I came across an article in Commentary entitled They Blinded Us With Science: The History of a Delusion by Sohrab Ahmari, who stirred up that controversy about conservatism with David French.  It’s about “scientism,” the blind faith in science, and he shows that science, for all of its great accomplishments, cannot be the sole arbiter of all truth.

The essay is worth reading in its entirety.  What I found especially interesting is his point that science has intrinsic limits.  He draws on Marcelo Gleiser, a Dartmouth professor of physics and astronomy, an expert in particle physics and cosmology, who explains why science can never arrive at an “ultimate truth.”

For one thing, scientific observation depends upon our technological instruments–the telescope, the Hubble telescope, the radio telescope, the particle accelerator, etc., etc.–which reveal more and more, and, yet, as the  technology improves, continuously force us to revise what we thought we knew.

Then there are limitations built into nature itself:

Nature foists a second set of limits on scientific inquiry. “Nature itself—at least as we humans perceive it—operates within certain limits,” Gleiser says. To cite one of many examples: Our universe’s finite age, coupled with the finite speed of light, places an absolute, and permanent, obstacle on the road to any “ultimate” scientific account of the cosmos.

There are cosmic limits beyond which we simply can’t “see,” because the distances involved are too vast, and the fastest speed in nature, that of light, all too finite. Even objects we do see, the stars and galaxies that sparkle in our night sky, are only “there” in a provisional way. Particles of light from the “nearby” Andromeda galaxy that telescopes detect today left their point of origin 2 million years ago; we can only infer that Andromeda is still there.

The limits on our knowledge of the cosmos become still more daunting when we take into account the expansion of the universe. Gleiser explains: “The farthest point from which light could have reached us in 13.8 billion years, the age of the universe. Even if space extends beyond it, we cannot receive signals from behind this wall.” And as the expansion of the universe accelerates, our cosmic bubble shrinks, relatively speaking, as more and more of the universe recedes beyond our measuring grasp.

Our universe might be closed. It might stretch out infinitely. Or it might be one of a multitude of universes floating in some incomprehensibly gigantic “multiverse.” We can’t be sure, and, Gleiser insists, we can never be sure.

Ahmari also draws on the French thinker Michel Henry.  In his book Barbarism (1987), he says that science rigorously excludes everything that is “subjective.”  And yet, that excludes most of life, since our actual experience of living is largely subjective.

The scientific outlook, Henry argues, subtracts our subjective experience of life from our understanding of life.
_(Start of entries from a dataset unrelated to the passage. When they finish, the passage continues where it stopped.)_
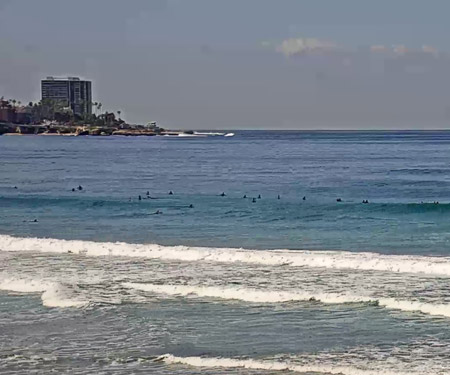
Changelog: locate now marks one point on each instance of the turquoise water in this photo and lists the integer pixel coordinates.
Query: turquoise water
(177, 287)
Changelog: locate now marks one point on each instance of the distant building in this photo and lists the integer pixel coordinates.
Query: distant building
(71, 92)
(7, 112)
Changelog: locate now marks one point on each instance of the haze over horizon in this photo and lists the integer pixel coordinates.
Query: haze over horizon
(255, 64)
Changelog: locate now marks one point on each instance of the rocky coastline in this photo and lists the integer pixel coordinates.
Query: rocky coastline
(86, 130)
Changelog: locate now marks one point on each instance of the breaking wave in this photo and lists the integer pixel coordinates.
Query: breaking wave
(300, 258)
(264, 296)
(272, 366)
(53, 294)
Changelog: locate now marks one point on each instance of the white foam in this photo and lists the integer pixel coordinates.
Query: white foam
(274, 366)
(55, 297)
(315, 259)
(24, 285)
(245, 294)
(53, 294)
(268, 296)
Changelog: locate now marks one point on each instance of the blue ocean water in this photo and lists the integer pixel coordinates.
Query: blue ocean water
(367, 295)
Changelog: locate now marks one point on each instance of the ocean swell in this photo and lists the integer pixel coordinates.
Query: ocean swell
(274, 296)
(298, 258)
(272, 366)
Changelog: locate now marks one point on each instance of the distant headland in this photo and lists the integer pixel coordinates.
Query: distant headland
(66, 108)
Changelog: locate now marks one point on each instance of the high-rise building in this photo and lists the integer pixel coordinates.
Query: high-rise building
(70, 92)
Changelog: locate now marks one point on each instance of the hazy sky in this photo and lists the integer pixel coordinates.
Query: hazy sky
(279, 64)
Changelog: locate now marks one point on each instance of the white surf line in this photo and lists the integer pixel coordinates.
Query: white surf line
(276, 366)
(52, 293)
(438, 266)
(258, 296)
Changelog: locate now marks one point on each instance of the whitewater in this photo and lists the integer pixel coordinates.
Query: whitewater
(437, 266)
(305, 279)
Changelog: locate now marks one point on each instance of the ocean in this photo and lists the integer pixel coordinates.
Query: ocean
(262, 260)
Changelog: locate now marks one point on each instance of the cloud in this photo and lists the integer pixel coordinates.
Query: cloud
(304, 46)
(431, 50)
(379, 48)
(400, 49)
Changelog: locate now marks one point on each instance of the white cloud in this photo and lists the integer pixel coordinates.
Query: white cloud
(431, 50)
(400, 49)
(379, 48)
(300, 46)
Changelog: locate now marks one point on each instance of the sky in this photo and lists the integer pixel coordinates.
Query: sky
(239, 64)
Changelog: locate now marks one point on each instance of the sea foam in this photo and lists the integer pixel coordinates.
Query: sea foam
(53, 294)
(298, 258)
(275, 366)
(274, 296)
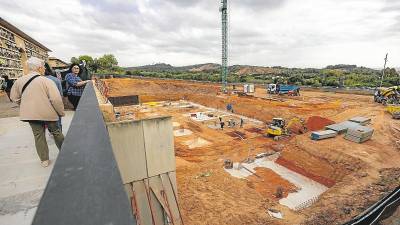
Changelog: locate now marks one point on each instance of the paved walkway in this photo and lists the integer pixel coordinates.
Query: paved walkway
(22, 179)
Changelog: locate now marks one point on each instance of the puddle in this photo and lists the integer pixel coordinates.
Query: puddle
(196, 143)
(307, 194)
(182, 132)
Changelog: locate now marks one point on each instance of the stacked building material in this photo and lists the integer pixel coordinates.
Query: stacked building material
(342, 127)
(359, 134)
(320, 135)
(361, 120)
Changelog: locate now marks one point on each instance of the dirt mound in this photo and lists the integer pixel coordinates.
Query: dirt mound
(318, 123)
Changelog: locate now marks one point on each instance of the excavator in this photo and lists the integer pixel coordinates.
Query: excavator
(278, 127)
(388, 95)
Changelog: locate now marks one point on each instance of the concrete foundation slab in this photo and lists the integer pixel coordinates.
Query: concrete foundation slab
(182, 132)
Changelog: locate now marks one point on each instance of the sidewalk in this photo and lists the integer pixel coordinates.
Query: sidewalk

Since much of life doesn’t lend itself to objective apprehension and expression, the scientific outlook simply removes what it can’t apprehend from the realm of what is knowable or even worth knowing. But this brute privileging of one form of knowing above all others ultimately ends up erasing the truly human subject as such. Warned Henry: “To separate the reality of objects from their sensible qualities is also to terminate our senses, all of our impressions, emotions, desires, passions, and thoughts; in short, all of our subjectivity that makes the substance of life”. . . .

[Science] tears down all traditional knowledge, including the subjective knowledge embedded in human life itself; it rejects communion with the past, except, that is, on scientific-technical terms. This, even though life itself long predates science as we know it. Life should, in a rightly ordered cultural scheme, enjoy primacy over what is merely one branch of knowledge, one way of knowing. By life, Henry doesn’t mean “biological life,” which is another scientific category, but something closer to being-humanness. Life, in this sense, entails religion, spirituality, art, culture, folkways, and, more fundamentally, the knowledge embedded in our daily experience.”

Again, to recognize the limits of science is not to denigrate science in any way.  It is simply to acknowledge what science is.